O.J. Simpson. Lizzie Borden. The Salem Witch Trials. President Clinton's impeachment proceedings.

These four trials, separated in time and place, cover the span of three centuries of American history. What makes trials such as these so resonant? Why do some garner attention so universally, while others - perhaps more interesting or sordid - do not? While there were great differences between the defendants in these particular cases, the outcomes of the trials, and the periods in which they took place, they share the commonality of being defined as "great American trials" or "trials of the century" - trials that have a unique place in our history. This course will discuss these cases and others like them, with the intention of resolving what made them so iconic and so influential in American history and popular culture.

Ian C. Pilarczyk is the founding director of the Executive LL.M. in International Business Law at Boston University School of Law. He received his B.A. with Honours in Philosophy from McGill University in Montreal, Quebec, and his J.D. cum laude from Boston University School of Law in 1995.


12-Week Session


EXP-0099-CA: Media Internships
0.5 credit, Pass/Fail.

With the approval of the instructor, students can arrange a supervised internship at a newspaper, magazine, book publishing company, film production company, television or radio station, advertising or public relations firm, or other media outlet. Students must intern a minimum of 150 hours during the semester (usually 12-16 hrs/wk), fulfill written assignments, and meet regularly with the instructor. PLEASE NOTE: Students should consult with the instructor prior to researching and applying for internships, and must submit an Internship Agreement signed by the internship site supervisor prior to being allowed to register. Contact Susan Eisenhauer for more information. (susan.eisenhauer@tufts.edu, x72007)

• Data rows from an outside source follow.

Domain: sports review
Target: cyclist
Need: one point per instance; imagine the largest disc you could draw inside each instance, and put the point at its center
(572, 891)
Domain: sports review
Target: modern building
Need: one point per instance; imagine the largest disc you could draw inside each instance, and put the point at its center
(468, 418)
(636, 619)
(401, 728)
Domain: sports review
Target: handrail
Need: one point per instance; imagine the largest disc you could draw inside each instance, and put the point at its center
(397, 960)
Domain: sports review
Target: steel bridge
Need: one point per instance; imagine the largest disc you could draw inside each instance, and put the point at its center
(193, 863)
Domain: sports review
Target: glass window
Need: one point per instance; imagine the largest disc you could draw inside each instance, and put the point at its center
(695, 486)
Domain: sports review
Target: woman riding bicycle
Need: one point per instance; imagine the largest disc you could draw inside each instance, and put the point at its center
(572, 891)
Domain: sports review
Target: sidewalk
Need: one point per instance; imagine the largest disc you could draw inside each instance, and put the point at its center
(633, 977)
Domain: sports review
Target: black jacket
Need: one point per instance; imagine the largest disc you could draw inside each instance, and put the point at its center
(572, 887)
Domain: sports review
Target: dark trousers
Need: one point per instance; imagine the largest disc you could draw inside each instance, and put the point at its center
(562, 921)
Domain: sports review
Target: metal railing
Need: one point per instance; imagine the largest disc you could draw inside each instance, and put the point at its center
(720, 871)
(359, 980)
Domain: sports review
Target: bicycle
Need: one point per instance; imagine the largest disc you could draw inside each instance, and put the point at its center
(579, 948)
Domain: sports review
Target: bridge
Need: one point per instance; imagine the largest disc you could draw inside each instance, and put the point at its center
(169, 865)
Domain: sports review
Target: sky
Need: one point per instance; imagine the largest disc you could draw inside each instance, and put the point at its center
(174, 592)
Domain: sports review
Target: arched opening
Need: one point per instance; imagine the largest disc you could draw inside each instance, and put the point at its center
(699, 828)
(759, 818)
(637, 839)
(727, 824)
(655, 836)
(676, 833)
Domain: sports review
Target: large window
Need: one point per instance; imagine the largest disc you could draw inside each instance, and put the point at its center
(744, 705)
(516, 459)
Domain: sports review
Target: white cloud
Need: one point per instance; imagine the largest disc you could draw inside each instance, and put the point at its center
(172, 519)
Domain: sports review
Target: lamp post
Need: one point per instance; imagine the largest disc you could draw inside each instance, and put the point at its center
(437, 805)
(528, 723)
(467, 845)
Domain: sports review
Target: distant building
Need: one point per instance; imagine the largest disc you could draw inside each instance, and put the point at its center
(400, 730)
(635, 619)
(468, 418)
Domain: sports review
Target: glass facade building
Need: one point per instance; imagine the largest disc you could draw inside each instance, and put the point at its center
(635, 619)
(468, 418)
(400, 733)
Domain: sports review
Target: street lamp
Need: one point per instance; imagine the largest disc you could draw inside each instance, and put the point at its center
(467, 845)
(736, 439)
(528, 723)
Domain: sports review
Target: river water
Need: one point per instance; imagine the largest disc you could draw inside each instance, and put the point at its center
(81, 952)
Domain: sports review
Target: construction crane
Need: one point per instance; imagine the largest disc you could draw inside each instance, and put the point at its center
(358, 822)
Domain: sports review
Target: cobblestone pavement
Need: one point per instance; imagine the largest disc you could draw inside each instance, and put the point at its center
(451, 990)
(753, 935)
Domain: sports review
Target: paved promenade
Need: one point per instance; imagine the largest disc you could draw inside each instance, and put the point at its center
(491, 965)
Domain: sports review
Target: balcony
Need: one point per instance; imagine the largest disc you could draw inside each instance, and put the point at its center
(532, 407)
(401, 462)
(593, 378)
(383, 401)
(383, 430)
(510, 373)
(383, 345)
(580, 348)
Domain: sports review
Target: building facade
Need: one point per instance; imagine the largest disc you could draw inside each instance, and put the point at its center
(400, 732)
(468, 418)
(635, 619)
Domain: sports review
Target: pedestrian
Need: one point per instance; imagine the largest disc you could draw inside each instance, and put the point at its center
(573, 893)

Susan Eisenhauer (J '71) holds a M.S. from the Columbia University Graduate School of Journalism. Among other responsibilities, she directs the Communications internship program, supervising more than 90 students each year who intern for credit at various media organizations.


EXP-0099-CB: Media Internships
1.0 credit, Pass/Fail.

With the approval of the instructor, students can arrange a supervised internship at a newspaper, magazine, book publishing company, film production company, television or radio station, advertising or public relations firm, or other media outlet. Students must intern a minimum of 150 hours during the semester (usually 12-16 hrs/wk), fulfill written assignments, and meet regularly with the instructor. PLEASE NOTE: Students should consult with the instructor prior to researching and applying for internships, and must submit an Internship Agreement signed by the internship site supervisor prior to being allowed to register. Contact Susan Eisenhauer for more information. (susan.eisenhauer@tufts.edu, x72007)

Susan Eisenhauer (J '71) holds a M.S. from the Columbia University Graduate School of Journalism. Among other responsibilities, she directs the Communications internship program, supervising more than 90 students each year who intern for credit at various media organizations.